Sometimes, I look back at my first analytics projects and cringe. When I was completing the capstone project for my graduate degree in analytics, my team made an egregious mistake. The project was for a local health system, and my team and I spent hours cleaning and preparing the data we received from them. Then we trained several models and determined that our random forest was most effective. And then for our final project, we handed our training code to the local health system, told them they could re-create our model using it, graduated, and went on our way. Unfortunately, our program had taught us nothing about how to operationalize models. We never wrote a scoring function or thought about how the model was going to be used. Our role stopped once the model was trained.
Since then, I have spoken to various engineers across dozens of organizations about their struggles getting models into production. A common theme among their complaints was that data scientists tend to throw the model over the fence for IT to deal with. IT was left to put in the work writing the score code, preparing data to score and implementing the model, often with limited information from the data scientist. With this new perspective in hand, I think back to what I would do differently in my capstone project to make our model easier to use.
At the end of the day, MLOps really is a team sport, and we as data scientists can’t throw our work over the fence and leave the rest of the team to figure it out on their own. In this article, I want to highlight the roles on that team and how they contribute to a flourishing MLOps process.

Data Scientists
Data scientists are central to the analytics process. They not only develop models, but they do so with an understanding of the business problem. Data scientists are versed in the application of the model and the underlying data used to develop it. Furthermore, they should forge common ground with IT & MLOps Engineers to understand the limitations, constraints and nuance between development, testing and production environments. In several organizations, they also work with risk teams to provide validation that their model has a low chance of causing issues. Data scientists understand the significance of statistical metrics for model performance and changes in data distributions. They communicate and collaborate with end users and IT to determine when a model has decayed and develop actions to refresh models in an expedient manner.
MLOps Engineers (IT)
MLOps engineers, also referred to as Engineering or IT at many organizations, validate and test the models from the data scientist, move models into production and make them available for the end users. IT and MLOps Engineers understand and monitor the testing and production infrastructure. MLOps engineers catalyze the use of AI at their business, navigating the team from experimentation to successful and repeatable enterprise AI implementation. They work to take the models developed by data scientists and ensure they scale to meet the needs of business within the constrained ecosystems of their production environments. They do all this while assessing data to understand the efficacy of their models on a persistent basis.
Managers & Executives
Managers and executives spearhead projects to improve outcomes through analytically driven decisions. They look at the effectiveness of an organization's analytical processes and greenlight innovation with AI by funding pilot projects. They are concerned with modernizing the enterprise to cut costs and meet organizational Key Performance Indicators (KPIs), such as Return on Investment (ROI) and Time to Value (TTV).
Risk Analysts & Managers
Depending on your industry, you may have to deal with additional regulatory considerations that impact ML deployment. This is where risk analysts and managers come in. Risk analysts analyze, document and help mitigate model risk. They understand which regulatory requirements apply to their organization. They also help quantify the cost of a bad model. Risk analysts need information about the business process from the end user and about the model from the data scientist.
End Users
End users leverage the output of the model to affect decision making at an organization. Example analytical end users are:
- Loan officers who leverage Probability of Default (PD) models when deciding to extend a loan to an individual.

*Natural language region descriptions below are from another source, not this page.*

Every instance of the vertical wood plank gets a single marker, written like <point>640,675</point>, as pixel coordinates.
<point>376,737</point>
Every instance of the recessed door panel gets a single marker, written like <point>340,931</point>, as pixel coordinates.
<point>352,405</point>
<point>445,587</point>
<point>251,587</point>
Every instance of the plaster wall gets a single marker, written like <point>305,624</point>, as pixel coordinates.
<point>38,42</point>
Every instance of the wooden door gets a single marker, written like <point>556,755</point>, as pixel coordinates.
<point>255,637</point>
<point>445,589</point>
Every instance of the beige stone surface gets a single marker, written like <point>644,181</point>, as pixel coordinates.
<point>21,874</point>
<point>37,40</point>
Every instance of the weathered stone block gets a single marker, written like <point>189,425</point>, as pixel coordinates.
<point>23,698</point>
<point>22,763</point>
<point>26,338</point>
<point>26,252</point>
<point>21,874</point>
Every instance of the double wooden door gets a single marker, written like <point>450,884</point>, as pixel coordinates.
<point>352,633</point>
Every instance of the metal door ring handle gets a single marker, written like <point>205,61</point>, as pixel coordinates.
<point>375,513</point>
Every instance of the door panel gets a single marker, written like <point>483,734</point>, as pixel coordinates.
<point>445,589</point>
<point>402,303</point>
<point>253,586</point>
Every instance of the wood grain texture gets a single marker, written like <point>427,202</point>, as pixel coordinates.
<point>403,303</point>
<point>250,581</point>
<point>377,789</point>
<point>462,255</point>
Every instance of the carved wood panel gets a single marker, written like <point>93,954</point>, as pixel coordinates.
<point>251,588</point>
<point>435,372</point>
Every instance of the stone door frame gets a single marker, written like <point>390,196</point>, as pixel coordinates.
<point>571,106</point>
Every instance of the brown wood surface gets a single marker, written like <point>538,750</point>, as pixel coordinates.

- Marketers who leverage propensity models to determine which campaigns to apply for a set of prospective customers.
- Customer Success Managers who leverage churn models to determine which customers are high risk for canceling their contract and thus require special attention.
End users want to make the right choice using the information they have available. While they may not understand the analytics that went into the model, they need to trust that the outputs of the model are helping them. They want easy to understand information about the analytical process and model outputs, which may include:
- Clear and actionable advice.
- Natural Language Generation (NLG) explanations for how to interpret metrics.
- Model explainability and interpretability at a global and local level, meaning they would like general rules for how inputs affect outputs as well as why the model made a prediction for a specific set of inputs.
Working Together
Beyond the roles here, we may also see Data Engineers, AI Ethicists, AI Product Managers, Business Analysts, Prompt Engineers and much more. When you pull back and look at everyone who impacts an analytics project, it can feel overwhelming. Here are 5 collective traits that help synchronize teams working towards a unified MLOPs strategy:
- Communication- Clear and empathetic communication is essential for MLOps teams, aligning stakeholders and articulating diverse objectives. It's a cornerstone of success, requiring consistency and clarity.
- Engagement from stakeholders- Quality engagement matters more than time spent, with the aim to reach collective milestones rather than individual wins.
- Teamwork – No longer throwing anything over the fence. Teamwork is founded on a unified cadence, fostering a collaborative culture that smooths out friction and amplifies collective achievements. It's less about individual tasks and more about consistent, cohesive flow of team efforts. Connect, iterate and repeat.
- Solve problems – At its core, AI is about solving people problems through technology. When MLOps teams collaborate and iterate on problems, they cultivate a special environment that encourages creative solutions that often lie at the intersection of different areas of expertise. This collective knowledge is not just about individual domain proficiency but about being adept at navigating the challenges that arise at the seams of these domains.
- Demonstrate leadership- Even with blurred lines of responsibilities across roles, leadership remains paramount. Every team member should be empowered to lead and take initiative in the absence of direct instruction. Informing the team about emerging issues and embodying the principle that leadership is an action, individuals should consistently do what is right for the team.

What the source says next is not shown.